Photo credit: Ian McCausland

Zilla Jones is an African-Canadian lawyer, anti-racist educator, mother, singer and writer from Treaty 1 territory and the homeland of the Metis nation (Winnipeg.) Although she has been writing since the age of three, she only began submitting her work in the fall of 2019. Since then, she has been longlisted for the CBC short fiction competition, shortlisted twice for the Writers Union of Canada short prose competition – most recently with three stories on the list, the Fiddlehead magazine short story competition, the Missouri Review Perkoff Prize, the Masters Review Anthology X, and the Freefall Magazine short prose contest (in progress.) She won Honourable Mention in the Room magazine short fiction contest, and first place in the GritLit short story contest, Malahat Review Open Season contest, and Prism Magazine Jacob Zilber short fiction prize. Her fiction has appeared in print in Prairie Fire, the Malahat Review and Prism, and online in Room and the Puritan Review.  

Zilla recently took a six-week creative writing course with Katherena Vermette through the University of Manitoba writer in residence program, and is fortunate to have been selected for mentorships through the Manitoba Writers Guild with Angeline Schellenberg, Diaspora Dialogues with Melanie Mah, and ECW Press with editor Nour Mallouh. She was also recently accepted to the Banff Centre Emerging Writers workshop and the Writers Trust BIPOC Writers Connect event. 

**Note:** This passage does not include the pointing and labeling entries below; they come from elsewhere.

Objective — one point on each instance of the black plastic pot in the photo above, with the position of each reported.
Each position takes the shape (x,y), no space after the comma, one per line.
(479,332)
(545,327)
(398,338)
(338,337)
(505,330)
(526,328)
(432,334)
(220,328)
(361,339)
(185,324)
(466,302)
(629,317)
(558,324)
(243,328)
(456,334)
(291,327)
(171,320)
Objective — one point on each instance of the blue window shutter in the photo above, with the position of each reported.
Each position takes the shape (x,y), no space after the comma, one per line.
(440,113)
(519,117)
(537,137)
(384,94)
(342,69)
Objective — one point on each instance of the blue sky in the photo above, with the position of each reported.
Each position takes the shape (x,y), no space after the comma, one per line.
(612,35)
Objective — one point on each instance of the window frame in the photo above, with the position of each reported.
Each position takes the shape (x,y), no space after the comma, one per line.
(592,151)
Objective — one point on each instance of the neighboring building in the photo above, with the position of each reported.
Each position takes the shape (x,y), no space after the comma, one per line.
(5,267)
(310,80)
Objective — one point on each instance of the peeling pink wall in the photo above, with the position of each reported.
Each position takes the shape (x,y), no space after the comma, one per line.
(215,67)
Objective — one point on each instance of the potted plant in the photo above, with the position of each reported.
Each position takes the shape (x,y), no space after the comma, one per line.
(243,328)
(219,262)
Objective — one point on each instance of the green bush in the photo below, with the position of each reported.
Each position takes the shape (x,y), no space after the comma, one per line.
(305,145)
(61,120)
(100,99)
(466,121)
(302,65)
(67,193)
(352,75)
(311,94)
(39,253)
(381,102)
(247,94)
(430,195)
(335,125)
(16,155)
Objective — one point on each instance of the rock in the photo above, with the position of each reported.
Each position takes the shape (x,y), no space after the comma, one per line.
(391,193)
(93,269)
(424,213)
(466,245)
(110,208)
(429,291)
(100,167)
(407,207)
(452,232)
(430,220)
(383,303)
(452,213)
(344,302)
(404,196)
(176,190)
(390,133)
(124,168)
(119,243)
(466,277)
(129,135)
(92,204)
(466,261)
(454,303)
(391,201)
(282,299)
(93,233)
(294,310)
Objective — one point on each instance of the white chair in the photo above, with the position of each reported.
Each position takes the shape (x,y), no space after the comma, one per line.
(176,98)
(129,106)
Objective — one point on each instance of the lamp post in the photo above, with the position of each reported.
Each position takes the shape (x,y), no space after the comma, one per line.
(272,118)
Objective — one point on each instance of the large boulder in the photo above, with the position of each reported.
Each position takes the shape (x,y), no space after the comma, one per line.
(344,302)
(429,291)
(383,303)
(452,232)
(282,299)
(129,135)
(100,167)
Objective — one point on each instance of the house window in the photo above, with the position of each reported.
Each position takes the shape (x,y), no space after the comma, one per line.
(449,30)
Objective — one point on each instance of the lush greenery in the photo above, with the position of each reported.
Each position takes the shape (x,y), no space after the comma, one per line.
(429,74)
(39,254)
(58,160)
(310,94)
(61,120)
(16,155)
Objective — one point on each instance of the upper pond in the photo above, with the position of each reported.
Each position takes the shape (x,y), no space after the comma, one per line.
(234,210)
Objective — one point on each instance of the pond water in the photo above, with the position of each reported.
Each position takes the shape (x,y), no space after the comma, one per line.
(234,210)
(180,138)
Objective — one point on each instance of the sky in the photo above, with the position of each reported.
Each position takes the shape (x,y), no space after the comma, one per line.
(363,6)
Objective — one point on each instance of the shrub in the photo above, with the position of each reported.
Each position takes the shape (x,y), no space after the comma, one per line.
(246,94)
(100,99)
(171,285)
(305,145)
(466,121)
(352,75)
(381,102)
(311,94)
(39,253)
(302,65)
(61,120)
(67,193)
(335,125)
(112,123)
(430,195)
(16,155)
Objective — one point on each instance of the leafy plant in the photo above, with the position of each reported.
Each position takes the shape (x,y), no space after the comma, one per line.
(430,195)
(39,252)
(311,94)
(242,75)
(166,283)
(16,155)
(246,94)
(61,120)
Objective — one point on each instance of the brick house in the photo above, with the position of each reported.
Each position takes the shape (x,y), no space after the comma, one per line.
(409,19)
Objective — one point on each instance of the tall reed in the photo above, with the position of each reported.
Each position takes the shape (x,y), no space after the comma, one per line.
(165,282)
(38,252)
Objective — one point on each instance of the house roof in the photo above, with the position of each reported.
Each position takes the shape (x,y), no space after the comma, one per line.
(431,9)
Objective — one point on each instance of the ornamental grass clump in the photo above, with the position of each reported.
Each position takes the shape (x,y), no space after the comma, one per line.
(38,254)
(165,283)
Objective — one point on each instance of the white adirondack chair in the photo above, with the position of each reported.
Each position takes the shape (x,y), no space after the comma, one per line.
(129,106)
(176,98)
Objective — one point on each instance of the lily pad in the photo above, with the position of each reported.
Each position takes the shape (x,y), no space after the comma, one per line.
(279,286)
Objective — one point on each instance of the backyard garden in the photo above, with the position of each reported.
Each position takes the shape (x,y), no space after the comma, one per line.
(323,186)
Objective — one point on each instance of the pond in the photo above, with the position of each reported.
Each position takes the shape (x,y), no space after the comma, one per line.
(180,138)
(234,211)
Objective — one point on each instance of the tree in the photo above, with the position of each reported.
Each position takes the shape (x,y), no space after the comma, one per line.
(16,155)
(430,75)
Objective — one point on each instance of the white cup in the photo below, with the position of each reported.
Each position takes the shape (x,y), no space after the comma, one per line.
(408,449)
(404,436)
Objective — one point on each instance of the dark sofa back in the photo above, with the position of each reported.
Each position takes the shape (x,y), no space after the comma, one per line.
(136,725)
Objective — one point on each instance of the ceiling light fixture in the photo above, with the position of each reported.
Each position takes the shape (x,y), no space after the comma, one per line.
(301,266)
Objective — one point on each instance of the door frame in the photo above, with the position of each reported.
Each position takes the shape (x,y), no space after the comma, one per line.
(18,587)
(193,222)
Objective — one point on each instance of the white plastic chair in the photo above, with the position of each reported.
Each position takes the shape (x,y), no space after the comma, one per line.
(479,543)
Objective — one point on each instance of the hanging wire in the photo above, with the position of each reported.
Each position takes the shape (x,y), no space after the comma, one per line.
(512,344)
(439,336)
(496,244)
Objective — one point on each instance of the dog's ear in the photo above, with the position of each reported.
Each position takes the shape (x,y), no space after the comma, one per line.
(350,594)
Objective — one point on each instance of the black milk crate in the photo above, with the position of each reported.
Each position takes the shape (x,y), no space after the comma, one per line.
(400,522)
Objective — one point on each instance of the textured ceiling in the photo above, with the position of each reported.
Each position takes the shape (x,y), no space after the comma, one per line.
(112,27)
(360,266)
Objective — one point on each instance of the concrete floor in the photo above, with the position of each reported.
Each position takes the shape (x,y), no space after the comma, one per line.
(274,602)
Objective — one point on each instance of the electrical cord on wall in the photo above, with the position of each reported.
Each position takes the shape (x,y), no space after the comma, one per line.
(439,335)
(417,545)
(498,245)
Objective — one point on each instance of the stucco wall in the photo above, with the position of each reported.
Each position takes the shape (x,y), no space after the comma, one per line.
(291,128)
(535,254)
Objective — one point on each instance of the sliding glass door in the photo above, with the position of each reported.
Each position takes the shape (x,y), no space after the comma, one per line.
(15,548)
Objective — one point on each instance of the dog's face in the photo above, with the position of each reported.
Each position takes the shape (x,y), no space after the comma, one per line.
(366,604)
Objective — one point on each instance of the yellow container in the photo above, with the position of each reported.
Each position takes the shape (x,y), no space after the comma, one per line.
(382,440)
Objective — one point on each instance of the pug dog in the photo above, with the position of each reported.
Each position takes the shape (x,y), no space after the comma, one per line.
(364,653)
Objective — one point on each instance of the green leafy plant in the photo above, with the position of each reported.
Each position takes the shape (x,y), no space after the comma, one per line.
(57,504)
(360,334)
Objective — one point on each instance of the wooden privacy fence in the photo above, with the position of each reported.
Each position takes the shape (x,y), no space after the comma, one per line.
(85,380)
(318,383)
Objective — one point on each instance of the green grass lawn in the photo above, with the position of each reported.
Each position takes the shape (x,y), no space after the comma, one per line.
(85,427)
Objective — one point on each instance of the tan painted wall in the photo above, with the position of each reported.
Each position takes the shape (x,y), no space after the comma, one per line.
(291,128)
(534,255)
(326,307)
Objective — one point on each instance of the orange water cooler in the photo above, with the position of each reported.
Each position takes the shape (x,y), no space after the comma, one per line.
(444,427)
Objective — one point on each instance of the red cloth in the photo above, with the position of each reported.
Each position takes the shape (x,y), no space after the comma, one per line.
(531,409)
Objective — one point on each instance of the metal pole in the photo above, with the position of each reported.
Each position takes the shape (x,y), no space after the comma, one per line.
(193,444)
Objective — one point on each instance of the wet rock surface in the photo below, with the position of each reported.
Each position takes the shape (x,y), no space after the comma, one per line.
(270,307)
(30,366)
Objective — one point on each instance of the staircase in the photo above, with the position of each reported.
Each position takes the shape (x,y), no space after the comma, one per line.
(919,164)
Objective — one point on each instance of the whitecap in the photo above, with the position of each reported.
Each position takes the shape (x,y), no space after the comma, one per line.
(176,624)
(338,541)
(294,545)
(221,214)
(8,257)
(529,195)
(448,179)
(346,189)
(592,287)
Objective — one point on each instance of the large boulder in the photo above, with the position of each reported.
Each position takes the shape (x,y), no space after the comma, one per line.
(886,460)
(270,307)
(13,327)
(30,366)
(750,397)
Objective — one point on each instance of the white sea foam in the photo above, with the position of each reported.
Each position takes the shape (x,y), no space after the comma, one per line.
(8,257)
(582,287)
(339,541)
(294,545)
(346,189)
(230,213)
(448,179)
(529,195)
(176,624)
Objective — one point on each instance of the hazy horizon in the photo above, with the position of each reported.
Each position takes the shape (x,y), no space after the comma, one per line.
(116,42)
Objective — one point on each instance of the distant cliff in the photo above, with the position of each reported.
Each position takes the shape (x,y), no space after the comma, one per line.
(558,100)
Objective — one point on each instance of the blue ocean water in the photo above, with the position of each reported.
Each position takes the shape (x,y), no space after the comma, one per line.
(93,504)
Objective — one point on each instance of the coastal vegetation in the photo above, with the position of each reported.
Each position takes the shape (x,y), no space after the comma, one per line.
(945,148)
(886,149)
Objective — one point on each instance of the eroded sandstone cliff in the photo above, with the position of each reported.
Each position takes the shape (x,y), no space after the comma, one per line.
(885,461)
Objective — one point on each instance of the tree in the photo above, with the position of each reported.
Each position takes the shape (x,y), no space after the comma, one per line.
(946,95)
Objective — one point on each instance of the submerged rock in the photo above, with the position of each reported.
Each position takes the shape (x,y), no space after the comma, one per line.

Zilla writes about identity, belonging, mothering and the mother-daughter relationship, race relations, inclusion/exclusion, and the long shadow of history and the weight of inherited trauma. She came into her own as a writer during a trifecta of pandemics: Covid-19, anti-Black racism and climate change, and so she feels an urgency to tell the stories that have always been in her heart but have not always been heard. 

Zilla is putting the finishing touches on her novel, The World So Wide, which, through opera singer Felicity Alexander, tells the story of the Grenadian Revolution, its collapse following an internal coup and invasion by the United States in 1983, and its traumatic aftermath. 

Zilla is represented by Chelene Knight.